Consistency Model - YugabyteDB

YugabyteDB provides strong consistency guarantees through the Raft consensus protocol and multi-version concurrency control (MVCC). Understanding the consistency model is crucial for building correct distributed applications.

Consistency Guarantees

YugabyteDB offers different consistency guarantees depending on the operation type and configuration:

Single-Row Linearizability

Single-row operations appear atomic and in real-time order

Multi-Row ACID

Distributed transactions with Serializable, Snapshot, or Read Committed isolation

Timeline Consistency

Follower reads provide monotonic, causally-consistent views

Eventual Consistency

Async replication (xCluster) provides eventual consistency across universes

Single-Row Linearizability

YugabyteDB guarantees linearizability for single-row operations, one of the strongest consistency models.

Definition

Linearizability means:

Atomicity: Every operation appears to take effect instantaneously at some point between invocation and response
Real-time ordering: If operation A completes before operation B begins, then B observes the effects of A
Sequential consistency: Operations appear in a total order consistent with real-time

Example

-- Time 0: Initial value
INSERT INTO counters (id, value) VALUES (1, 0);

-- Time 1: Client A starts increment
UPDATE counters SET value = value + 1 WHERE id = 1;
-- Operation completes at time 2

-- Time 3: Client B reads (after A completes)
SELECT value FROM counters WHERE id = 1;
-- MUST return: 1 (linearizability guarantees this)

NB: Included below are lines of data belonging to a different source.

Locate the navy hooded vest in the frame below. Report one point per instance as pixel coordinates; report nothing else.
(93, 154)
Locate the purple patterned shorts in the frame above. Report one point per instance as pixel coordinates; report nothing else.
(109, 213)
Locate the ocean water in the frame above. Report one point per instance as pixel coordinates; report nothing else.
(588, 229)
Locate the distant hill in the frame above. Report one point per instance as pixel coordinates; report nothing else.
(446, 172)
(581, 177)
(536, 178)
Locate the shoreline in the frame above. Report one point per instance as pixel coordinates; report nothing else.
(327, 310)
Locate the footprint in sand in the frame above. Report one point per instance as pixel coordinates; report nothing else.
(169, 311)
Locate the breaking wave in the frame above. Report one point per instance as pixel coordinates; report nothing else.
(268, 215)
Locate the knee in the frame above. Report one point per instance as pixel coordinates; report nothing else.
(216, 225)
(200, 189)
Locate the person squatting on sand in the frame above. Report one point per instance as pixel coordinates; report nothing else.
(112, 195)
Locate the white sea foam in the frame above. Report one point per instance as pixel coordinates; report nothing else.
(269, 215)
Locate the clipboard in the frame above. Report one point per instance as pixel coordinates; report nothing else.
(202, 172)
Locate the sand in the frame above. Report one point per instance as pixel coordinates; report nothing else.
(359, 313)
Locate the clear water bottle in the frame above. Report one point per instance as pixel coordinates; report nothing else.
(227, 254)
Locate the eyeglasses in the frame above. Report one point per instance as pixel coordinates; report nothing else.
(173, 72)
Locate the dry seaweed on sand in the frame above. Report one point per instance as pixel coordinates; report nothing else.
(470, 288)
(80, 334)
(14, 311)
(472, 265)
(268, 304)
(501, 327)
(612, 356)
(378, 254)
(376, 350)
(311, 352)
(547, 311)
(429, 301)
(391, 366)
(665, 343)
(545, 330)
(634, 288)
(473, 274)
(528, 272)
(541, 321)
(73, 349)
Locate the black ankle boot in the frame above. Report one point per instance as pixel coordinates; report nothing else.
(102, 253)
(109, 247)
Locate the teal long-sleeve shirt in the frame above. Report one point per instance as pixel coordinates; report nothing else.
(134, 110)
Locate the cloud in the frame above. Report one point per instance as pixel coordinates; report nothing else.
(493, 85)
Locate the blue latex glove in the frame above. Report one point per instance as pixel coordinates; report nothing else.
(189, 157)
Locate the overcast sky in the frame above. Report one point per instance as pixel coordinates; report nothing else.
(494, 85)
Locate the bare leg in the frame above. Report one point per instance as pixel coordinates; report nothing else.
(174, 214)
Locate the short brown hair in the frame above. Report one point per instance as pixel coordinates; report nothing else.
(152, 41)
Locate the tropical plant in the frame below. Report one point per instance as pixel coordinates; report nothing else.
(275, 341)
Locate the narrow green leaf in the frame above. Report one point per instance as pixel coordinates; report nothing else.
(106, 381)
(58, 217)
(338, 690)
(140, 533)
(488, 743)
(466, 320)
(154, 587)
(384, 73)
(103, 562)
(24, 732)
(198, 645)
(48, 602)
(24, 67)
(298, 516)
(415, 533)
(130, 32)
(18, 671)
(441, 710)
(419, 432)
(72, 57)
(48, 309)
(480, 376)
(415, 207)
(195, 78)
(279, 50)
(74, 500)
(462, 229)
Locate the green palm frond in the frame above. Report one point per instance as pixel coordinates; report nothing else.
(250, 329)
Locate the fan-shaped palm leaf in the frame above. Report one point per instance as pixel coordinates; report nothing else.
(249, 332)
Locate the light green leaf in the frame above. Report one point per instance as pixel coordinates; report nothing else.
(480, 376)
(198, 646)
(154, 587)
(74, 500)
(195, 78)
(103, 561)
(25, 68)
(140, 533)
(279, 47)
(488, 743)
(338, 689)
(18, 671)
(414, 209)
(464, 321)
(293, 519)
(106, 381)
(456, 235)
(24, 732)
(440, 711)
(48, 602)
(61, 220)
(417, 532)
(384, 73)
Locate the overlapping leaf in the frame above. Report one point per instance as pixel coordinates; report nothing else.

-- Time 4: Client C starts increment  
UPDATE counters SET value = value + 1 WHERE id = 1;
-- Operation completes at time 5

-- Time 6: Client B reads again
SELECT value FROM counters WHERE id = 1;
-- MUST return: 2

Linearizability ensures that once a write completes, all subsequent reads (that start after completion) see that write or a later value.

How It’s Achieved

YugabyteDB achieves single-row linearizability through:

Raft consensus: Writes replicated to majority before acknowledgment
Leader leases: Only current leader serves reads and writes
Hybrid logical clocks: Provide causally-ordered timestamps
Leader-only reads: Default reads go to tablet leader

Linearizable reads require contacting the tablet leader. For lower latency, use follower reads with relaxed consistency.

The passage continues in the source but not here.